You'd expect plenty of tap numbers in "42nd Street," but a quick intro from Broadway empresario Julian Marsh (Jarrod Emick) warns us that that's not exactly what we're going to get. The musical remains the Depression-era one about the injured leading lady and the chorus girl (played by perpetual motion machine Kimberly Immanuel) who's told, "You're going out there a youngster. You've got to come back a star." But this "42nd Street," which premiered at Chicago's Drury Lane Theatre and has been developed at the Ordway with a half-local cast, is set during that part of the Depression when all the kids were into hip-hop. That moment after Black Tuesday when miniskirts were suddenly all the rage. That time when folks on bread lines started grooving to Stevie Wonder's "Superstition."

Although it's nominally set in the 1930s, the notion of this "42nd Street" is that its optimism and energy are eternal. So the dance styles do include tap, but also disco, jitterbug, hip-hop, Bob Fosse-style jazz and a nod to "A Chorus Line." The title number is staged by inventive choreographer Jared Grimes in a way that suggests those trashcan-bangers from "Stomp" shaking their moneymakers at Studio 54. I didn't actually see anyone doing the schottische, but it's probably in there, too.
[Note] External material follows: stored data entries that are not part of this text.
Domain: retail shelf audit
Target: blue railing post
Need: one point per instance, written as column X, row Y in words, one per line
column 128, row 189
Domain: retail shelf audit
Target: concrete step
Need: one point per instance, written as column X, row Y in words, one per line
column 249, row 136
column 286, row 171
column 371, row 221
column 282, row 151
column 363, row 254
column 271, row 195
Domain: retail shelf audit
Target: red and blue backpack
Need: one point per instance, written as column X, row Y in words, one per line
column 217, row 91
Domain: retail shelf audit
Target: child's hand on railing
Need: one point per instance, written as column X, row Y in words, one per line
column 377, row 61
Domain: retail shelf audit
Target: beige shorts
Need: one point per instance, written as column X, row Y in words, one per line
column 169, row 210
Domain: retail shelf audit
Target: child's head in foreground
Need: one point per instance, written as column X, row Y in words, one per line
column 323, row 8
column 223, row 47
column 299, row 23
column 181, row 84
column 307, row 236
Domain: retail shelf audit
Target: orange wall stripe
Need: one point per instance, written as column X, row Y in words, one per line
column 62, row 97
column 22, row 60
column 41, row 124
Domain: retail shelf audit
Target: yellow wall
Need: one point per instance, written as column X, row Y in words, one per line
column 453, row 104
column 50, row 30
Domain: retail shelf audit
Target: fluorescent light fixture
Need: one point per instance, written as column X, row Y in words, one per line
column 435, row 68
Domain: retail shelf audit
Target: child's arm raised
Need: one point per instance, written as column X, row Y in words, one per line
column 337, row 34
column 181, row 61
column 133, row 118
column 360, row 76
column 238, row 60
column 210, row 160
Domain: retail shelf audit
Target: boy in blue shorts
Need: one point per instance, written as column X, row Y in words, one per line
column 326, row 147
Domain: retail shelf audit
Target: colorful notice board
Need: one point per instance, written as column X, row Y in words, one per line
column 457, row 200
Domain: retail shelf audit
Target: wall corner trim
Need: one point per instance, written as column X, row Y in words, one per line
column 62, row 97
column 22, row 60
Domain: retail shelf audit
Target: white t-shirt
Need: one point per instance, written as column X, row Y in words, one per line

Initially, I resisted because huge chunks of the show feel like those megamixes that end "Joseph and the Amazing Technicolor Dreamcoat" and "Mamma Mia." And I remained immune to the synth-dominated, yacht-rock band, which always sounds as if it's backing an '80s act like Toto, rather than dozens of people dancing their hearts out. But those dancers are so committed and precise that I fell for them, in huge production number after huge production number.

The story, meanwhile, doesn't make a lick of sense. Forgetting that we can't tell what year we're in, this "42nd Street" is so crammed with big numbers that there's no time to care about the people performing them. Just one example: That nasty leading lady (Tamara Tunie, who has a warm, rich singing voice) reads the riot act to two different boyfriends and then immediately begins singing a ballad about how deeply she loves her man. It's meant to be a big, dramatic moment but, just as I was thinking, "Which man? Is there a third guy we haven't met?," someone in the audience snickered loudly and I knew I was not alone in my confusion.

The script is supposedly "modernized," but what I think happened is that, in zipping up the dance numbers, the creators of "42nd Street" made the dated book seem even more old-fashioned. As a result, this "42nd Street" will probably play better if you just think of it as a snappy musical revue, with unrelated showstopper after showstopper set to favorites such as "We're in the Money" and "Lullaby of Broadway" (only an odd "Shuffle Off to Buffalo," featuring hardworking Tyler Michaels King, falls flat).

Yes, the show is something of a mess — so is the real 42nd Street — but it is an entertaining, even beguiling, one.